The paper addresses an aspect of distributed systems that many implementers fall into the trap of attempting–consensus in a distributed system. Unfortunately, the solution is that there is no solution. In any distributed system where a process may fail (partial failure), consensus is impossible regardless of the algorithm.
This solution is very important. While many practictioners may informally give up the search for a correct distributed consensus algorithm, this solution shows that no one should even make an attempt. Other than saving many developers a lot of time, it shows a limit to one aspect of distributed systems.
How does it solve the problem?
This paper takes a theoretical approach–which is necessary to prove the impossibility theorem they set out to prove. Specifically, they define a model and then show that in this model there are three lemmas which can be used to prove that distributed consensus is impossible: (1) If two sequences of operations are disjoint, then they can be applied in any order to obtain the same end state; (2) The initial state of any distributed system can agree on any one of all possible decision values; (3) Given possible states and a particular event, the event can always be applied or observed at the end of a sequence of operations and from a bivalent state (any 2 of 2 possible values can be decided on) the next state after any such event would also be bivalent. The summary of the main theorem which uses the above 3 lemmas is: for a run of a consensus algorithm to be correct, we need to reach a state from which a single possible value must be decided by every node; but there is always an event that can occur that maintains every resulting state as an ambiguous state (any decision is possible).
What alternate solutions exist? Are they adequately discussed?
No alternate solutions appear to be discussed in the paper. Many of the references are from the same authors (or at least Nancy Lynch), but there appear to be at least 2 references that provide the same model and investigate the exact same lemmas and similar theorems: (1) Asynchronous Byzantine Consensus and (2) Resilient Consensus Protocols.
It appears that this particular work was re-published in the Journal of the ACM, and the above references built on this work when initially published in SIGACT/SIGMOD to try and address some of the implications of the impossibility theorem.
How does this work relate to other research?
This work is very related to any distributed systems work in one of two ways: either why a distributed system does not attempt to rely on a consensus protocol for a core decision, or why a distributed system uses heuristics to achieve consensus.
What specific research questions does the paper raise for you?

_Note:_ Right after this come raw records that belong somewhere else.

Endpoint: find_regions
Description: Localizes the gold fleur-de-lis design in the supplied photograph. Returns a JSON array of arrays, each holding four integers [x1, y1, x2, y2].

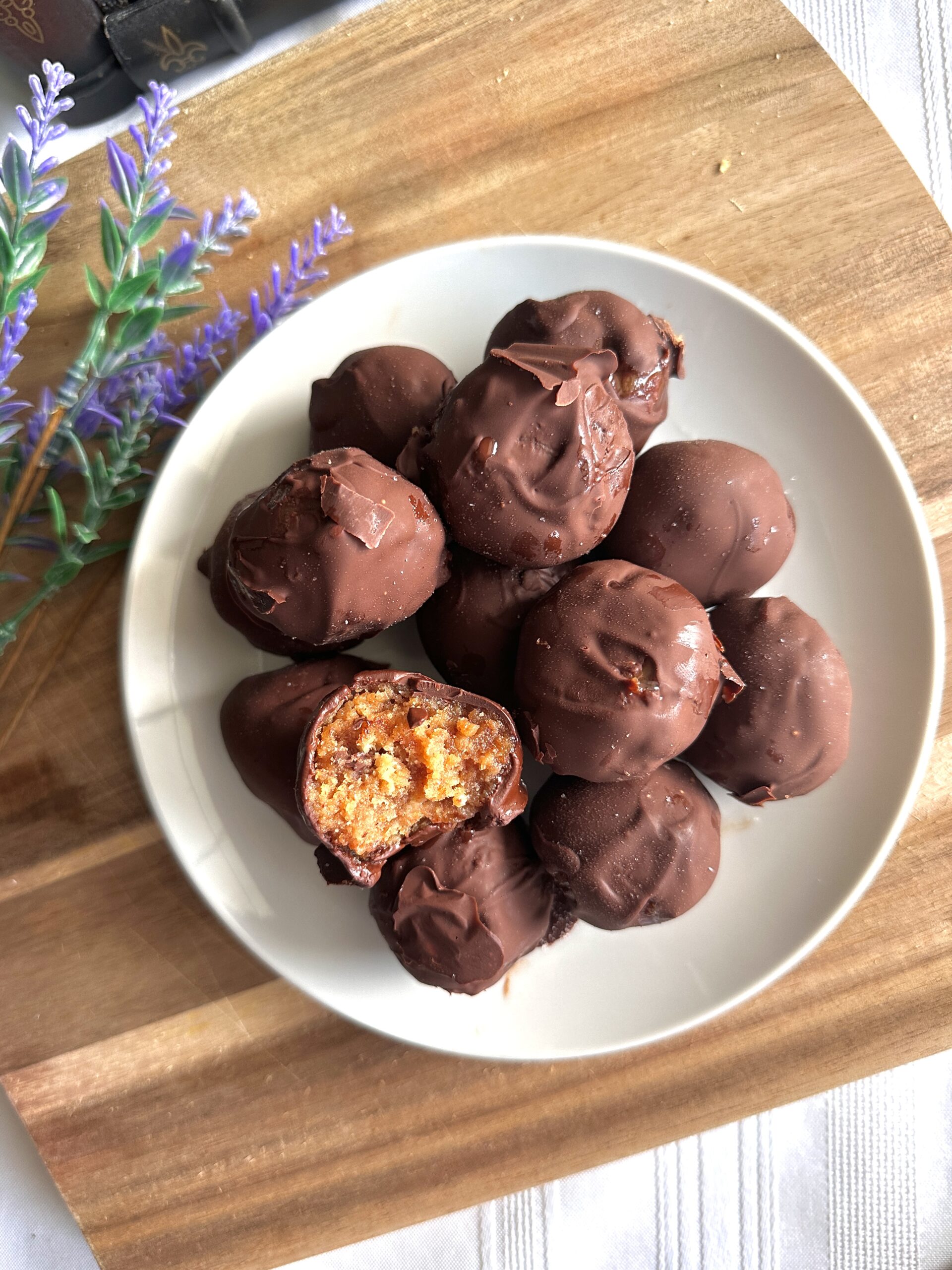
[[143, 25, 208, 75], [0, 0, 43, 45]]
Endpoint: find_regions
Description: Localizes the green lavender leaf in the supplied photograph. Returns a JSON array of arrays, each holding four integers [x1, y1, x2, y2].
[[5, 264, 50, 313], [116, 306, 163, 353], [107, 269, 159, 312], [46, 485, 66, 542], [103, 489, 138, 512], [99, 203, 122, 274], [82, 540, 129, 564], [85, 265, 105, 309], [0, 137, 33, 207], [0, 225, 14, 278], [16, 234, 46, 273], [129, 207, 172, 247], [43, 559, 82, 587], [163, 305, 208, 322]]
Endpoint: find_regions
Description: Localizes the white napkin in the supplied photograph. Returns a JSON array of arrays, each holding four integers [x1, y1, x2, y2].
[[0, 0, 952, 1270]]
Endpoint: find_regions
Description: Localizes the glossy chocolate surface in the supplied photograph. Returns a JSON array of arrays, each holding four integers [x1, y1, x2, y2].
[[420, 344, 633, 568], [684, 596, 853, 805], [371, 821, 555, 994], [227, 448, 447, 648], [515, 560, 746, 782], [532, 761, 721, 931], [221, 655, 373, 882], [604, 441, 796, 607], [486, 291, 684, 453], [310, 344, 456, 467], [416, 547, 571, 708]]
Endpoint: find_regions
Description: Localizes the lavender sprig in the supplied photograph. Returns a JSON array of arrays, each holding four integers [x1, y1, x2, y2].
[[0, 61, 73, 316], [249, 206, 353, 338], [0, 287, 37, 434], [0, 64, 351, 651]]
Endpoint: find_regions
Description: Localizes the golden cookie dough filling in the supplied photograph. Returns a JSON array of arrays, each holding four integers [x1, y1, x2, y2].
[[304, 686, 514, 857]]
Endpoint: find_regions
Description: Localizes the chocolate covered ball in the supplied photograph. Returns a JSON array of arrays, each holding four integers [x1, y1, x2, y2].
[[486, 291, 684, 453], [371, 821, 555, 996], [227, 448, 447, 648], [198, 490, 332, 659], [604, 441, 796, 607], [421, 344, 633, 569], [297, 671, 526, 887], [310, 344, 456, 467], [416, 547, 571, 706], [220, 655, 374, 883], [532, 761, 721, 931], [684, 596, 853, 805], [515, 560, 737, 782]]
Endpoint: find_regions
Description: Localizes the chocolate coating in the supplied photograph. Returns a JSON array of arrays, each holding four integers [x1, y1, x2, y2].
[[310, 344, 456, 467], [421, 344, 633, 568], [297, 671, 528, 887], [198, 490, 332, 659], [416, 547, 571, 707], [515, 560, 735, 782], [221, 657, 373, 882], [604, 441, 796, 607], [532, 761, 721, 931], [227, 448, 447, 648], [486, 291, 684, 453], [684, 596, 853, 805], [371, 821, 555, 996]]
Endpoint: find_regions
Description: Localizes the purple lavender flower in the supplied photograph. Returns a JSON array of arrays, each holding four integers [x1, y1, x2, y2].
[[198, 189, 260, 255], [129, 80, 179, 198], [249, 206, 353, 339], [16, 59, 75, 171], [0, 287, 37, 429]]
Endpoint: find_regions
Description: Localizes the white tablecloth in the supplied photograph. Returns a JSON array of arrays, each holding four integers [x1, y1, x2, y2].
[[0, 0, 952, 1270]]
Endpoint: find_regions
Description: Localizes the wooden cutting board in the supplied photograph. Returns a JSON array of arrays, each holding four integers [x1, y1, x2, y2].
[[0, 0, 952, 1270]]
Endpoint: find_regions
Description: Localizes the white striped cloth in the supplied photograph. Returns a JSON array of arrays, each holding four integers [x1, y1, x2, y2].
[[0, 0, 952, 1270]]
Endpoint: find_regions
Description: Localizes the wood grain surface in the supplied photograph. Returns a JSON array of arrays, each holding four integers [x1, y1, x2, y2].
[[0, 0, 952, 1270]]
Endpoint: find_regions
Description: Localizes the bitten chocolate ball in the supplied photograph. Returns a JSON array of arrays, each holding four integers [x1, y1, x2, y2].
[[371, 821, 555, 996], [416, 547, 571, 706], [227, 449, 448, 649], [532, 761, 721, 931], [515, 560, 739, 782], [604, 441, 796, 607], [684, 596, 853, 805], [310, 344, 456, 467], [198, 490, 333, 659], [486, 291, 684, 453], [221, 657, 376, 883], [297, 671, 526, 887], [421, 344, 633, 568]]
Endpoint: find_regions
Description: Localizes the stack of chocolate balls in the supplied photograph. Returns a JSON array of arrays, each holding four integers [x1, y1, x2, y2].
[[199, 291, 850, 993]]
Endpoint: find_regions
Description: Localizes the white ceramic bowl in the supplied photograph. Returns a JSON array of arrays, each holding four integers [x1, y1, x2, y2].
[[122, 238, 943, 1059]]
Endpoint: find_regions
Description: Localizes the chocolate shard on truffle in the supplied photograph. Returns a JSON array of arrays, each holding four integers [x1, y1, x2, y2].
[[531, 761, 721, 931], [515, 560, 740, 782], [604, 441, 796, 607], [420, 344, 633, 568], [310, 344, 456, 467], [227, 449, 447, 649], [684, 596, 853, 805], [371, 821, 556, 996], [416, 547, 571, 708], [221, 657, 374, 882], [297, 671, 526, 887], [198, 490, 340, 659], [486, 291, 684, 453]]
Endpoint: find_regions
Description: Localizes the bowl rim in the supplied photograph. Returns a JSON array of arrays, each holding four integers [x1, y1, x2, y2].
[[118, 234, 946, 1063]]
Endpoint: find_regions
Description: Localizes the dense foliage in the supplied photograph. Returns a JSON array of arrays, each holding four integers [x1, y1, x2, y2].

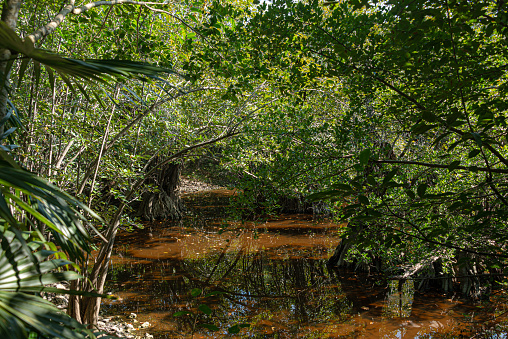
[[0, 0, 508, 335]]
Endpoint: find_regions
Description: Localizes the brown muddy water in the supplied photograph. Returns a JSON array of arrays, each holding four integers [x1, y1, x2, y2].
[[103, 190, 508, 339]]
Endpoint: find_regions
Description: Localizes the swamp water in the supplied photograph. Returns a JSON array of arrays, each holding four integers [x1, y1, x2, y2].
[[102, 190, 508, 338]]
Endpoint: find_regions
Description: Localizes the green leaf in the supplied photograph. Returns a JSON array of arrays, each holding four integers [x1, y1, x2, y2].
[[173, 311, 192, 318], [199, 324, 219, 331], [471, 133, 482, 147], [358, 195, 369, 205], [406, 190, 416, 200], [228, 324, 250, 334], [448, 160, 460, 172], [413, 122, 438, 134], [467, 149, 481, 158], [416, 184, 429, 198], [205, 291, 227, 298], [198, 304, 212, 314], [360, 149, 370, 166], [422, 110, 436, 122]]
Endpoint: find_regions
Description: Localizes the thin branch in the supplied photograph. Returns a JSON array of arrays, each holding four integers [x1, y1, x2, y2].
[[27, 0, 75, 43], [72, 0, 165, 14], [371, 160, 508, 174]]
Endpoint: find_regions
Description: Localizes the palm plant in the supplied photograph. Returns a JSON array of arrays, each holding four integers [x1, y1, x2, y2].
[[0, 21, 184, 338]]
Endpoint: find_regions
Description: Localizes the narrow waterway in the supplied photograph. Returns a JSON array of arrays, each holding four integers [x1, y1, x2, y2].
[[103, 190, 508, 338]]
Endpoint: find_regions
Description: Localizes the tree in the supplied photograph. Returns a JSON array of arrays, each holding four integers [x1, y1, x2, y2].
[[188, 1, 508, 292]]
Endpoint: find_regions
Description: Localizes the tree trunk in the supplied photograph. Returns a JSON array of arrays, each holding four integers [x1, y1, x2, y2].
[[0, 0, 21, 135], [139, 158, 182, 220]]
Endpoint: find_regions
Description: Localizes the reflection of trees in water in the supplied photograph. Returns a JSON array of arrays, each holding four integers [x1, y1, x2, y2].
[[383, 280, 415, 318], [107, 250, 351, 333]]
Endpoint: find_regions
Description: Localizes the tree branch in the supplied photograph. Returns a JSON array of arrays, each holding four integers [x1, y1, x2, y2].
[[371, 160, 508, 174], [27, 0, 75, 43], [72, 0, 168, 14]]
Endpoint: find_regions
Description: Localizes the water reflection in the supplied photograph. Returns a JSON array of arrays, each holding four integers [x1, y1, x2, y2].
[[100, 193, 508, 338], [383, 280, 415, 318]]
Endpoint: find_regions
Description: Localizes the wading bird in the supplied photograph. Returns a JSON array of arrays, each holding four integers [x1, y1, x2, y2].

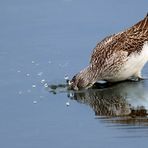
[[69, 14, 148, 90]]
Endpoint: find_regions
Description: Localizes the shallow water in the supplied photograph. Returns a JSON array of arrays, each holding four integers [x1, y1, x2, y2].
[[0, 0, 148, 148]]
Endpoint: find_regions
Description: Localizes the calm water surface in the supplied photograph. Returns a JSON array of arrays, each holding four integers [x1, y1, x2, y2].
[[0, 0, 148, 148]]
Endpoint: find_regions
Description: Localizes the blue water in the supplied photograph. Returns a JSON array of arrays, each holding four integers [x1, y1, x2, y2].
[[0, 0, 148, 148]]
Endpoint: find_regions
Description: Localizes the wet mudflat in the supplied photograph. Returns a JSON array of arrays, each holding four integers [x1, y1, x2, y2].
[[0, 0, 148, 148]]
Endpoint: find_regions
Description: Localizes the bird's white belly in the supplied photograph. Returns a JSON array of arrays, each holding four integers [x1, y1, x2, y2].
[[111, 42, 148, 82]]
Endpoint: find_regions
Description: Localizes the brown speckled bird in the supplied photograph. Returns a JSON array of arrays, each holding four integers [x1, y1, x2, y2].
[[69, 14, 148, 90]]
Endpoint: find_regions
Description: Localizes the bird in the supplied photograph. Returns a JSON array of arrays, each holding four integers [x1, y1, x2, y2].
[[68, 13, 148, 90]]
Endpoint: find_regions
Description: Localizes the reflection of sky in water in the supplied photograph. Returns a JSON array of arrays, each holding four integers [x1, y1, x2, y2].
[[0, 0, 148, 148]]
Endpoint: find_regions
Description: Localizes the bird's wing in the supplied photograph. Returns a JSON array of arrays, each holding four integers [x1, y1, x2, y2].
[[90, 15, 148, 64]]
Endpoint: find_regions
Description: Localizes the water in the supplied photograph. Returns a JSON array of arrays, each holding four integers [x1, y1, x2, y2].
[[0, 0, 148, 148]]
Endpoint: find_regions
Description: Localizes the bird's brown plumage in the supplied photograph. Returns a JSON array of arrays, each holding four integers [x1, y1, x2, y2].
[[71, 15, 148, 89]]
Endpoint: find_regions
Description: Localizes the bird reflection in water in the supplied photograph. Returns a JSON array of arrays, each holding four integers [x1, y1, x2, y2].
[[49, 80, 148, 126], [68, 81, 148, 125]]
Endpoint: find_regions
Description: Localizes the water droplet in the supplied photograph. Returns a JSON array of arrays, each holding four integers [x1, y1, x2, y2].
[[37, 72, 43, 76], [18, 91, 23, 95], [64, 75, 69, 80], [33, 100, 37, 104], [69, 93, 74, 98], [48, 60, 51, 64], [27, 89, 31, 93], [32, 84, 36, 88], [41, 79, 45, 84], [26, 73, 30, 77], [66, 102, 70, 106], [44, 83, 48, 88]]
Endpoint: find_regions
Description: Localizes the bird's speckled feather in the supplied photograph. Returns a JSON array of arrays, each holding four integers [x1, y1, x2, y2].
[[70, 15, 148, 89]]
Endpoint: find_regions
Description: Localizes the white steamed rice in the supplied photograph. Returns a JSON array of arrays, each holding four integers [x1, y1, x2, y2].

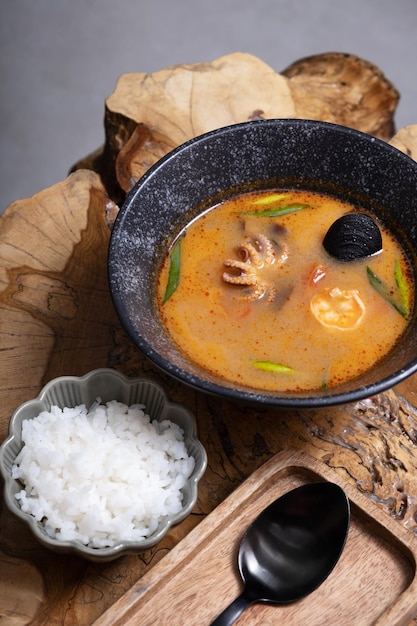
[[12, 400, 194, 548]]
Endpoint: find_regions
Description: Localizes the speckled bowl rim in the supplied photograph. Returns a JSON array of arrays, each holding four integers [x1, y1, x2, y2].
[[0, 368, 207, 562], [108, 119, 417, 409]]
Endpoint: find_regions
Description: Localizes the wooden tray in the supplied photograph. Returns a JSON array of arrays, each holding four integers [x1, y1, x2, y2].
[[95, 452, 417, 626]]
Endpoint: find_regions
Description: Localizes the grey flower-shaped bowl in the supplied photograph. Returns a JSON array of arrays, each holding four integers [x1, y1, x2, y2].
[[0, 369, 207, 562], [108, 119, 417, 408]]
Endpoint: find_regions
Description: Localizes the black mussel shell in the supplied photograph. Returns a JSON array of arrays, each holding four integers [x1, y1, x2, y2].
[[323, 213, 382, 261]]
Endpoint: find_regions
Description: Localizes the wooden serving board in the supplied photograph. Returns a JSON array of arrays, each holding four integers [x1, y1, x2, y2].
[[95, 451, 417, 626]]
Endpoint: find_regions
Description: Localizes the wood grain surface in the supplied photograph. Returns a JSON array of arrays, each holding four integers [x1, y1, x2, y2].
[[94, 451, 417, 626], [0, 53, 417, 626]]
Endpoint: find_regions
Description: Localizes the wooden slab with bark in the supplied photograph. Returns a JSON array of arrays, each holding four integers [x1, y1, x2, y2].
[[0, 53, 417, 626]]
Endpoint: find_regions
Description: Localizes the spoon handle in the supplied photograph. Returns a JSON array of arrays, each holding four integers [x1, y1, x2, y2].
[[210, 592, 253, 626]]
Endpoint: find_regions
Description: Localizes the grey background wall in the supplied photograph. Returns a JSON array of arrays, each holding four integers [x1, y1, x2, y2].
[[0, 0, 417, 213]]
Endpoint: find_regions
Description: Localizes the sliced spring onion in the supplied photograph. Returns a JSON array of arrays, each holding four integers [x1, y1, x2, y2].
[[162, 238, 182, 304], [251, 361, 295, 374], [366, 267, 408, 318], [395, 259, 411, 317], [238, 204, 310, 217]]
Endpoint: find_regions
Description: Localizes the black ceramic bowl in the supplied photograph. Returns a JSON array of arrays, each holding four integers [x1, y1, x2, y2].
[[109, 119, 417, 408]]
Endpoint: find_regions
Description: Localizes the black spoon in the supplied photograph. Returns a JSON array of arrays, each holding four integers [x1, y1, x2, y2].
[[211, 482, 350, 626]]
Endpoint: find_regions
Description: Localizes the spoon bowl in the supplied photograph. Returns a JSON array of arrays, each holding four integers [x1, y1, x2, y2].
[[212, 482, 350, 626]]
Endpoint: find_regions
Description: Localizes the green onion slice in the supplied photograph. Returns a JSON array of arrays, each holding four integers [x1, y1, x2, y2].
[[238, 204, 310, 217], [366, 267, 408, 318], [395, 259, 411, 317], [162, 237, 182, 304], [251, 361, 295, 374]]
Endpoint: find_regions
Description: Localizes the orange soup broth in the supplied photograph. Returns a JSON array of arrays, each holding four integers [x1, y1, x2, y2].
[[158, 191, 411, 392]]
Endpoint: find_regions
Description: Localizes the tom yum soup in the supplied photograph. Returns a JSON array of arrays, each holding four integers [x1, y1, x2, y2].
[[158, 191, 414, 392]]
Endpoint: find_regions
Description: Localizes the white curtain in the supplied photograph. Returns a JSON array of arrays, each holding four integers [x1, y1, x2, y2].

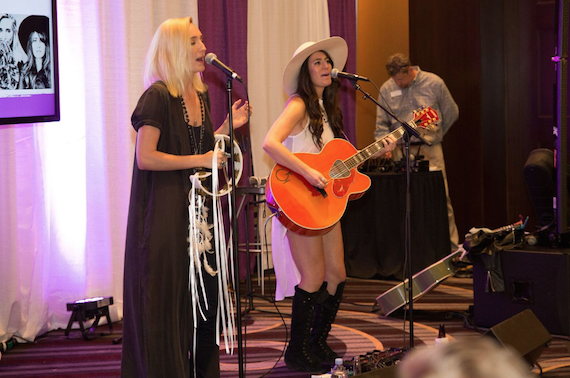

I think this paper itself doesn’t raise questions for me, but indirectly raises the question of: what the hell do I do when I need a distributed system to make a decision globally? I suppose the best answer is that I need to either determine a clear bound and heuristically do my best to stick to it, or I avoid global decisions at all cost. If a correct, distributed consensus is impossible, then there is no reason for important decisions to be made by multiple nodes. Then, anything that does not require every node to agree on a decision can be distributed.